Ideally, you need a notch filter on the woofer, I worry about what phasing will do by crossing these within the notch without running these on a program, please check that out. For now, i'd run
24db L/R on the woofer @ 2k, crossover on an impedance of 4.5 ohms, you'll need zobel on the woofer for that crossover point to work. You'll still be dealing with a slight peak in the woofer... without notching it, it won't go away. I'd listen to these with a slight tow in, that will take care of it...
Another option would be to completely notch out the peaks in both drivers and cross between the notch at 4k... my experience says that the option that I laid out above will sound slightly better, but not much and with the 4k crossover, you could use a much simpler crossover approach. 6/12 butterworth with zobel on the woofer only...
I hope that this all makes sense, Tim
"wolf..." - no, I'm not a dealer... I'm a customer - have had the GT's for 3+ years - which is why I know how great they sound. They sound every bit as good as all of the customers / reviews have reported. And... it's because its so hard to believe they can sound that good... that motivates me to "tell their story." It's amazing... quite frankly.
"Legacy are a great choice and so is the Shahinian Obelisk but they have different presentations. The Obelisks would likely be easier to integrate into the room no matter which wall you place them on."
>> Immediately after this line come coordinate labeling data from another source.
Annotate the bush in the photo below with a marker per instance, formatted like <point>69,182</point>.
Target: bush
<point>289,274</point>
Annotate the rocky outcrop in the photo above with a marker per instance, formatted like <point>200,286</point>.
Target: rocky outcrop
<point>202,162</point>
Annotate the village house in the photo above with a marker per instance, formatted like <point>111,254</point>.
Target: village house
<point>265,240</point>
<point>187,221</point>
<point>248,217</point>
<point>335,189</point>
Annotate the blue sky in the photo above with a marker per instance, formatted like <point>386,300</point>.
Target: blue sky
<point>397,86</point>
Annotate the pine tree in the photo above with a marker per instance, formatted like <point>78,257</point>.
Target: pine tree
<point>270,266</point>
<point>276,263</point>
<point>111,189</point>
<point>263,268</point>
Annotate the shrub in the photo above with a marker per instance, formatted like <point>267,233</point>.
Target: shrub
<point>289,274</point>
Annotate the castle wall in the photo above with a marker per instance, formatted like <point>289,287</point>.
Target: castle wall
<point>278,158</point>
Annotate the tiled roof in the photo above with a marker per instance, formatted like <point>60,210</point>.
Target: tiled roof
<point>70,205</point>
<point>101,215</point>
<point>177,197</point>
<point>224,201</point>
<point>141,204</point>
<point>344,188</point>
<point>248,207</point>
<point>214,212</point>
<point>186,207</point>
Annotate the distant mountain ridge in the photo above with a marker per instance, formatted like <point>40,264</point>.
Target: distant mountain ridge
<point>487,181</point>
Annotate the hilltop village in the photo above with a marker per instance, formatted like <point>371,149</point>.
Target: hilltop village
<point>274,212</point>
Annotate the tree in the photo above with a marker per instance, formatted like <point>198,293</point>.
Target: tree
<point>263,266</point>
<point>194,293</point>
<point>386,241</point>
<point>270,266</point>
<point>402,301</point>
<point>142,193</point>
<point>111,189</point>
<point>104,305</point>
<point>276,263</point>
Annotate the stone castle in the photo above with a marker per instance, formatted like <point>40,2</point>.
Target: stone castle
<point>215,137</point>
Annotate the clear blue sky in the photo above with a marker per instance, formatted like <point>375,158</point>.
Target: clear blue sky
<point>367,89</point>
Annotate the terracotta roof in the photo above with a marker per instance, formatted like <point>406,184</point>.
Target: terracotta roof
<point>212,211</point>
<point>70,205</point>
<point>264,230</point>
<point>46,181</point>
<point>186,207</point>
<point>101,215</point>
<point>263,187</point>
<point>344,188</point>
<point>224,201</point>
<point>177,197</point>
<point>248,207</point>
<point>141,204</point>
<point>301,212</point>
+1 on Legacy; I've owned many models of their speakers over 11+ years and they are an incredible value, no ear fatigue, play every kind of music and HT I ever threw at them and more and weigh in against much more expensive speakers (and win)...
It seems I'm the only one here who truly CARES about people, so to the OP specifically, I have to say there are no speakers currently made that will work in the room described so, unfortunately, you’re out of luck. Otherwise, when you move into a space EXACTLY like where I live, you can buy the speakers I prefer (Silverline Preludes with 2 REL "Q" series subs) and live happily. I’ll send you a list of all my furnishings and room dimensions so you can get started on your move. You're welcome.
I agree with Noble 100, choose the speakers to fit the room. 12x22 is a fairly large space. Use the amp you have and if it's not enough then save up and upgrade the amp on your next purchase. Buying spreakers that won't sound good in your room will create problems that can not be solved by upstream equipment. I'm sure you can find something that will do both fit your room and work with your amp at the price you are shopping at, if shopping used. I would never buy a new car, I always buy one year old and save a bundle. Same on audio, most audiophiles take such good care of their gear, there's little risk in buying used, and save a significant amount over new.